United States Court of Appeals for the Seventh Circuit
7th Circuit Overturns Trade Secret Theft Damages Calculation

The 7th circuit vacated a $760,000 restitution penalty and three-year prison sentence against Yihao Pu. Pu allegedly used two employers’ proprietary stock trading programs for personal trading and lost $40,000.The U.S. Sentencing Commission’s guidelines permit district courts to determine the “intended loss” to the victim of trade secret theft when no “actual loss” occurs. However, on February 24, 2016, the 7th Circuit held that if a district court holds that the “intended loss” holds the same value as the cost of development of the trade secret, the court must have evidence that the defendant “intended to cause a loss to the victims that equaled the cost of development. On remand, the district court will have to reconsider Pu’s evidence that the loss to his employers was at most, $2,000. The 7th Circuit also held that the district court could consider Pu’s gains in determining an “intended loss” figure, but here it appeared that Pu did not have any financial gains from the use of the software.

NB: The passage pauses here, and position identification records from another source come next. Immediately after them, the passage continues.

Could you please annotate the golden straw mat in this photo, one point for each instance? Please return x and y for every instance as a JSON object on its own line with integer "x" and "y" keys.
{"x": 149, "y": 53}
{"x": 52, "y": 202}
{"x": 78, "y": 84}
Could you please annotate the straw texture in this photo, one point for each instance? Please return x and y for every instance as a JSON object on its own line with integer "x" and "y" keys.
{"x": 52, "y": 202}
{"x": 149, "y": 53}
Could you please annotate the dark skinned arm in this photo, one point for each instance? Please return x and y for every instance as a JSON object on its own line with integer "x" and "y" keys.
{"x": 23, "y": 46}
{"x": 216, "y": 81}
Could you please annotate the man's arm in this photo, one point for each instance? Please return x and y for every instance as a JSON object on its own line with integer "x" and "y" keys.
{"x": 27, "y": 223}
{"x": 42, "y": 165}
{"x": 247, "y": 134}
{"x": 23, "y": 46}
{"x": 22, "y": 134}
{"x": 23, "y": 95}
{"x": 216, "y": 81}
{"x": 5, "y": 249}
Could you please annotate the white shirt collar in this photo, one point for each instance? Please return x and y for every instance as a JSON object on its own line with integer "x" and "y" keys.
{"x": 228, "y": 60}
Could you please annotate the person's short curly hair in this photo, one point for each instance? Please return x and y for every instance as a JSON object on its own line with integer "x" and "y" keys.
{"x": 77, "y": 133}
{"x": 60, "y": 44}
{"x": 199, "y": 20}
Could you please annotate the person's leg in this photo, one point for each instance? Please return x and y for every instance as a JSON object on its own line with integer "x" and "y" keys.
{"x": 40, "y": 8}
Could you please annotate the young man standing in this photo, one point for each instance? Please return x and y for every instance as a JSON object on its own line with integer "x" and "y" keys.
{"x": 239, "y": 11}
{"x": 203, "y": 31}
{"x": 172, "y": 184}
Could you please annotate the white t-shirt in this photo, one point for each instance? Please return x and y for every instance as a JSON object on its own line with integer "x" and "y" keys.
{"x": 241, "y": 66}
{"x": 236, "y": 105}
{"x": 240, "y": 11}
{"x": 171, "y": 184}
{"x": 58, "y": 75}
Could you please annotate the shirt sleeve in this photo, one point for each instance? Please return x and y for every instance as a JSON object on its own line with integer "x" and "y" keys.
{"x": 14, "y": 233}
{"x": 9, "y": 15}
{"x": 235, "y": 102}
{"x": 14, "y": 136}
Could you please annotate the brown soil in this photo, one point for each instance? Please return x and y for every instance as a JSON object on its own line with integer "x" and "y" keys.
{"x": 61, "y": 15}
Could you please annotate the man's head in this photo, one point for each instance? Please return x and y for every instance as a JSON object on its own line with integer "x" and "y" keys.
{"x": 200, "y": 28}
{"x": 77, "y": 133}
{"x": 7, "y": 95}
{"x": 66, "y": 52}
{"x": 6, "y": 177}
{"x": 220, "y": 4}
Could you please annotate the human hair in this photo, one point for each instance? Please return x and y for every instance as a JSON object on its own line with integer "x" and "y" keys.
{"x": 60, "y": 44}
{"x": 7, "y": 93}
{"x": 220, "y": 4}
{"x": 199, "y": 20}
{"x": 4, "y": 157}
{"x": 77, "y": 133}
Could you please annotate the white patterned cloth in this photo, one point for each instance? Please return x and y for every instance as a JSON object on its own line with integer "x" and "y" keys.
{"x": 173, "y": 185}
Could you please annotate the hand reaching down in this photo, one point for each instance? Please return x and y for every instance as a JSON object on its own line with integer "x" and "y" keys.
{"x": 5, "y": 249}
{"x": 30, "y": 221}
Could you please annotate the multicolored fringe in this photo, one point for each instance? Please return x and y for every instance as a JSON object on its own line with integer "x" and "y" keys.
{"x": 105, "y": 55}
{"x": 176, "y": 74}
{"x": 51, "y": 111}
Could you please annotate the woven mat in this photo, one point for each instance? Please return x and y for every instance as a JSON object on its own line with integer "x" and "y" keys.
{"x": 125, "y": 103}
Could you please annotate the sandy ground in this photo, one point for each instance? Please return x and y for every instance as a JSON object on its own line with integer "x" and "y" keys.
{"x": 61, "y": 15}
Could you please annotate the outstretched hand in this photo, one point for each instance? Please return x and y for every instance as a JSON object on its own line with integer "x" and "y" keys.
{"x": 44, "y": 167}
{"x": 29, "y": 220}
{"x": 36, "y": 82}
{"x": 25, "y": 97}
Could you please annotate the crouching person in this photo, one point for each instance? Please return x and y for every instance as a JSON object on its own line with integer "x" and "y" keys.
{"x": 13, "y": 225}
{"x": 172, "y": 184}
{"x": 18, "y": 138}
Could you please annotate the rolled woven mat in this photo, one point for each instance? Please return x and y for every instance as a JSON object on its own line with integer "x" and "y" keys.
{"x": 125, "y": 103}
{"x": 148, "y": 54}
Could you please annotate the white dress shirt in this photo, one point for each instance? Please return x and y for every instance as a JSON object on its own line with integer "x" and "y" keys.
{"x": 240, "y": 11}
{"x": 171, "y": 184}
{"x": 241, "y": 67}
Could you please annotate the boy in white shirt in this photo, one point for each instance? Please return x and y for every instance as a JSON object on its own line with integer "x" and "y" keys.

Part of the original $760,000 included costs incurred to conduct an internal investigation to uncover Pu’s theft, including attorney’s fees for over 300 hours of work by lawyers, paralegals and legal assistance, 1,818 hours of forensic analyst work, as well as divers to retrieve hard drives from a canal. The Circuit court also held that plaintiff Citadel failed to give a complete accounting to support these figures used to calculate the $760,000 restitution. Without giving a further explanation through evidence “of how each professional’s time was spent investigating the data breach,” Citadel will not be awarded the full $760,000 restitution. For more details, read the full decision below.

Court of Appeals for the Seventh Circuit
Seventh Circuit Allows Attorney's Fees under UTSA for Suits Maintained in Bad Faith

§ 4 of the UTSA provides that “[i]f a claim of misappropriation is made in bad faith . . . the court may award reasonable attorney’s fees to the prevailing party.” A recent decision by the Seventh Circuit suggests that this provision applies to suits maintained in bad faith, even when the initial claim may have been meritorious.

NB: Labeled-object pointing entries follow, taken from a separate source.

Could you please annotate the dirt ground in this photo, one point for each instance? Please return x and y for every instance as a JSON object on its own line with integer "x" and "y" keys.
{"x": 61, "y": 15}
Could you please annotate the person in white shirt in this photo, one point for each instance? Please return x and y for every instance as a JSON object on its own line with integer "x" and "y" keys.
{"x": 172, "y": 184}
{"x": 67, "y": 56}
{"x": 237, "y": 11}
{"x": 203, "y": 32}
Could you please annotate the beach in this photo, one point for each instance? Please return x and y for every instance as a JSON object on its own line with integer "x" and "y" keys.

In Tradesman, International, Inc. v. Black, a Seventh Circuit panel reversed and remanded a decision of the District Court for the Central District of Illinois denying a request of attorney's fees. The district court found that while the plaintiff had not initiated the suit in bad faith, bad faith had developed over the course of the litigation, as it became clear that the plaintiff’s claims were without merit. Nonetheless, the district court found that the phrase “made in bad faith” in UTSA § 4 applied only to the initial filing of a lawsuit, and denied the request accordingly

In reversing, the Seventh Circuit took a broader “common sense” reading of § 4, holding that “[a] claim is made in bad faith [under UTSA § 4] when it is initiated in bad faith, maintained in bad faith, or both.” The Seventh Circuit's decision suggests a new avenue for collecting attorneys' fees in trade secret cases.